Nepenthes - ZADZMO.org

Making web crawlers eat shit since 2023

Show thread

sb arms & legs Jan 14, 2025

@aaron
This sounds like a lot of fun! I have a 56 core blade sitting around here somewhere...

Show thread

Aaron Jan 14, 2025

@sb Oh let's. Fucking. GO! Sadly it can't saturate more than one CPU yet.

Yet.

....

I just posted a list of other projects I want to make headway on this year, and bam, now I see I missed one. Was halfway through something that'd easily max out that blade!

Show thread

sb arms & legs Jan 15, 2025

@aaron
I've just be working with multithreaded http requests in #python. Alas my #lua is limited or I'd offer to help make it so.

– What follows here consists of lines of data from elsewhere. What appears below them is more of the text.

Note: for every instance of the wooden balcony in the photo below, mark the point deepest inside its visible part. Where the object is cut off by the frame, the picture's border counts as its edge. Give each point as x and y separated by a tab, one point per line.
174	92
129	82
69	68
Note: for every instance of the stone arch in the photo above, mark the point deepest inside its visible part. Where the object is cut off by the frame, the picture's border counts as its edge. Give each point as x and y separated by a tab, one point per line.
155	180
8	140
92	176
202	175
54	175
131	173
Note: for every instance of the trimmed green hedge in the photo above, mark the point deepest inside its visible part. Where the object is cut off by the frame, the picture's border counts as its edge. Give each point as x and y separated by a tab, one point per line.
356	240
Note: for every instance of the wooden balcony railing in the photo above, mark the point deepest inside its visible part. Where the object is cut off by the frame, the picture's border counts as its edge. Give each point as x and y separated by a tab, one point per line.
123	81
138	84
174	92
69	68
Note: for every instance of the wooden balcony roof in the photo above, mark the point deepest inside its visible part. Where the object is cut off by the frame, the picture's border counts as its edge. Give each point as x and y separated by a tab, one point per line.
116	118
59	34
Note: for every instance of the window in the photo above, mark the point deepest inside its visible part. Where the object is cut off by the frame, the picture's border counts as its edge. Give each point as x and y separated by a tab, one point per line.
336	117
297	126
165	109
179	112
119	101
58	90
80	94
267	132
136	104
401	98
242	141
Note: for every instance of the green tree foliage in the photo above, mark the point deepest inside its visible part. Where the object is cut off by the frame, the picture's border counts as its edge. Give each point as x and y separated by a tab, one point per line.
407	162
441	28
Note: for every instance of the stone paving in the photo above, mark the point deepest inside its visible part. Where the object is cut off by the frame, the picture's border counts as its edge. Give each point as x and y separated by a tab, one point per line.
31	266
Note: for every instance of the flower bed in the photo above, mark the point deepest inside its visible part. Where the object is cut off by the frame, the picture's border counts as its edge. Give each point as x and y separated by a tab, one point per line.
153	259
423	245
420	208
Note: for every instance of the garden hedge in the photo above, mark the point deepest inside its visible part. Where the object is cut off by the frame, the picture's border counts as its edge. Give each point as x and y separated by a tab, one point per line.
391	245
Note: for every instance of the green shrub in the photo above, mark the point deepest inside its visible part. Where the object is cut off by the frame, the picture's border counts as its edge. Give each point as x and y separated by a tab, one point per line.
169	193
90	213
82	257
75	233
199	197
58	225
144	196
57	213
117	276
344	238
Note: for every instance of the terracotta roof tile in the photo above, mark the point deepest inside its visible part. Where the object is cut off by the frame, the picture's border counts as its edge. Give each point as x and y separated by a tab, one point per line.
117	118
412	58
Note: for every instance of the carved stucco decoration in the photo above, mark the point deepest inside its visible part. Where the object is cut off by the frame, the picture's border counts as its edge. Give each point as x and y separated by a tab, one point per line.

It would really be fun to set that thing up with a handful of VMs, each running some of these projects and collect some data.

Show thread

Aaron

@sb Nepenthes already aggregates statistics of IP and User-agent info, and it is indeed interesting to pick through.

Google is the only crawler smart enough to escape - but it keeps coming back eventually.

Facebook is the only one that seems to use IPv6.

There's a lot of shadow crawlers, with fake Chrome user agents to remain hidden, mostly in China.